After the Brandenburg Gate, we saw the Reichstag and the memorial to the murdered Jews of Europe. This was amazing. For those who don't know, its a park filled with cement blocks, all different shapes and sizes. The ground beneath them is hilly and gets deeper and shallower in certain areas. The architect has been famously tight-lipped about his reasons for it's design because he wants people to form their own ideas about what it might represent. Some people think the hills and stones look like the Jewish cemetery in Prague so they think of gravestones. Some people think the blocks look like train cars, like the ones to the concentration camps. Some people can see a bar graph in the silhouette of the stones, depicting the rise of anti-Semitism in Europe. I like to think the blocks are all different because it represents that the Jews were all individuals with independent character, not an identical group to be wiped out. There are 2711 blocks, but no one knows what that number represents either. We then headed further down the street to a carpark that sits directly over the site of Hitler's bunker. It was enormous, and he hid in it for most of the last month of his life. He married Eva Braun there (her wedding dress was black) and the two of them took cyanide capsules two days later. And good riddance. The bunker was blown up in the 80's and all that remains is a heap of scrap metal buried deep beneath our feet.

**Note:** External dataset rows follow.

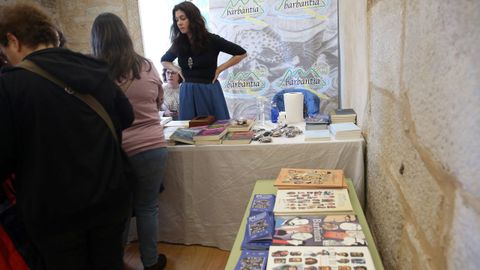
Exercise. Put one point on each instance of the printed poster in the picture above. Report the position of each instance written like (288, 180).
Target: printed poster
(291, 44)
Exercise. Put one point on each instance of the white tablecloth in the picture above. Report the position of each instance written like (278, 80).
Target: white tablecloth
(207, 187)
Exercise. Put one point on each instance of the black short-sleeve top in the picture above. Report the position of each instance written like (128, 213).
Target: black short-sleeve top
(201, 67)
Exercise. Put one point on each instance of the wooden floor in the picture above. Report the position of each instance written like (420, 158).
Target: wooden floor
(180, 257)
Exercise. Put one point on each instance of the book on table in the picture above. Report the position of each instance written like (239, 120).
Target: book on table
(258, 231)
(210, 134)
(209, 142)
(202, 120)
(165, 119)
(295, 178)
(345, 131)
(317, 122)
(238, 137)
(252, 260)
(185, 135)
(343, 116)
(319, 258)
(241, 124)
(317, 135)
(312, 202)
(320, 230)
(262, 203)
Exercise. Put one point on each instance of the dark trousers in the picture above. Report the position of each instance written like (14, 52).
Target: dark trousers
(95, 248)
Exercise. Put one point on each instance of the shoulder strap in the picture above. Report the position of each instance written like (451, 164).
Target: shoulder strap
(88, 99)
(126, 85)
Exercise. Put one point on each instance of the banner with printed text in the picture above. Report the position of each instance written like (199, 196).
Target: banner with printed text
(291, 44)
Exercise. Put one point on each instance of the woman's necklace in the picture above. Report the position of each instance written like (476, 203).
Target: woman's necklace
(190, 62)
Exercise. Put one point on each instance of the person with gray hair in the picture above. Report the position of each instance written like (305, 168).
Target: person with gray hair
(72, 180)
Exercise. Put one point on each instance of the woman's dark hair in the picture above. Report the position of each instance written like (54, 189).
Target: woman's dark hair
(197, 28)
(28, 23)
(164, 76)
(3, 62)
(112, 43)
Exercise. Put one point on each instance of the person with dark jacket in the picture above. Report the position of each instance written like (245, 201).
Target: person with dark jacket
(197, 51)
(73, 193)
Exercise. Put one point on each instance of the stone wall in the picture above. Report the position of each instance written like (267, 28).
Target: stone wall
(75, 18)
(422, 124)
(420, 118)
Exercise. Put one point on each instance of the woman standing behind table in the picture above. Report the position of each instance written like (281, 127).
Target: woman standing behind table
(143, 141)
(197, 51)
(171, 100)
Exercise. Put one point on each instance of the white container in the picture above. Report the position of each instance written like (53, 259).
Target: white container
(293, 107)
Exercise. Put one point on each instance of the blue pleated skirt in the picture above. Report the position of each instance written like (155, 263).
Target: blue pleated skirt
(199, 99)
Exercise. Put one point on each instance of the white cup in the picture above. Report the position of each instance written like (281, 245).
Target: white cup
(282, 118)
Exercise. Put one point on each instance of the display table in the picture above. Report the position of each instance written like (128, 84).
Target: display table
(207, 186)
(266, 187)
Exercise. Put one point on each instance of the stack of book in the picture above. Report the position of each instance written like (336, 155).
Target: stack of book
(294, 178)
(241, 125)
(238, 137)
(212, 134)
(343, 116)
(185, 135)
(201, 121)
(258, 233)
(345, 131)
(317, 135)
(315, 226)
(317, 122)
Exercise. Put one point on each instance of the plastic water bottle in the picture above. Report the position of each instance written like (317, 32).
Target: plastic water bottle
(274, 113)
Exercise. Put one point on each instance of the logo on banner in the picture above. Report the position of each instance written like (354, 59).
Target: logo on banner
(245, 83)
(313, 78)
(240, 9)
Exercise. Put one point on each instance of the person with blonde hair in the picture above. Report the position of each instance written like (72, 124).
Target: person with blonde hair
(73, 190)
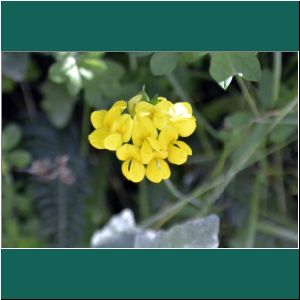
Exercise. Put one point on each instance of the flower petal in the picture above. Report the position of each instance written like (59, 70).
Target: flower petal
(184, 146)
(124, 126)
(96, 138)
(144, 108)
(113, 141)
(167, 136)
(147, 152)
(153, 172)
(164, 168)
(137, 171)
(133, 170)
(185, 127)
(176, 155)
(143, 128)
(133, 102)
(114, 113)
(97, 118)
(128, 151)
(183, 109)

We saw one of the only Nazi buildings spared by the Allied bombings, complete with Soviet shells and bullet holes. We also visited the site of an enormous march (and subsequent massacre) of East Berlin citizens against the Communist regime. We saw the headquarters of the Luftwaffe, right next to a still-standing stretch of Berlin Wall. Then we walked down to Checkpoint Charlie, site of many innovative escapes into West Berlin, including a guy who hid his girlfriend in the trunk of a very low sports car, then drove the car under the barrier and ducked. Another guy bought a cow, killed it, emptied it, and wore its skin around him on a truck of cows headed to a West Berlin market. We stopped for a coffee break, but I was frozen, so I got a cup of broccoli soup with some lovely bread and it was just about the greatest thing I've ever eaten. We then saw a French cathedral, built for the Hugenots who came to Berlin from France where they faced terrible persecution. They did wonderful things for Berlin, so Berlin built them a church. Right near this is a German cathedral and a concert hall. We then saw the first Catholic church built in Germany, St Hedwig's (ARGH, HARRYPOTTER!) and the bank from Run Lola, Run!! That was way cool. Very close to that is a famous university whose name escapes me, but Lenin, Marx and Engels studied there, and Albert Einstein was a professor there. Luckily, he escaped to Germany before the breakout of the Holocaust. This university library was the site for the enormous Nazi book-burning. They burnt over 20,000 books, deemed 'inappropriate' because their authors were Jewish, Communist, homosexual etc. There is a beautiful memorial there which is a sealed room underground with a clear roof. It is full of empty shelves, enough to hold the 20,000 burned books. It was beautiful to stand in the square and see this memorial.

We then saw the memorial for all the victims of war and tyranny. The sculpture was placed there in the 90's, and depicts a weeping woman holding a child. She lost her son in WW1 and her grandson in WW2. It's incredibly moving. However, the memorial was built much earlier and used to be a memorial for the victims of WW1. When Hitler came to power he made it a memorial to the victims of Bolshevism. When the Soviets invaded after Hitler fell, they made it a memorial to the victims of fascism. And it stayed this way until the 90's when it became the memorial to the victims of war and tyranny. We then saw a beautiful domed cathedral and walked into the Museum Island where the tour finished. We were so, unbelievably cold, so we found kebabs, bought more warm clothes and headed back to the hostel, where I have been ever since! We wanted to do a pub crawl tonight, but I am so cold, I don't think I can bring myself to go out again. We shall see!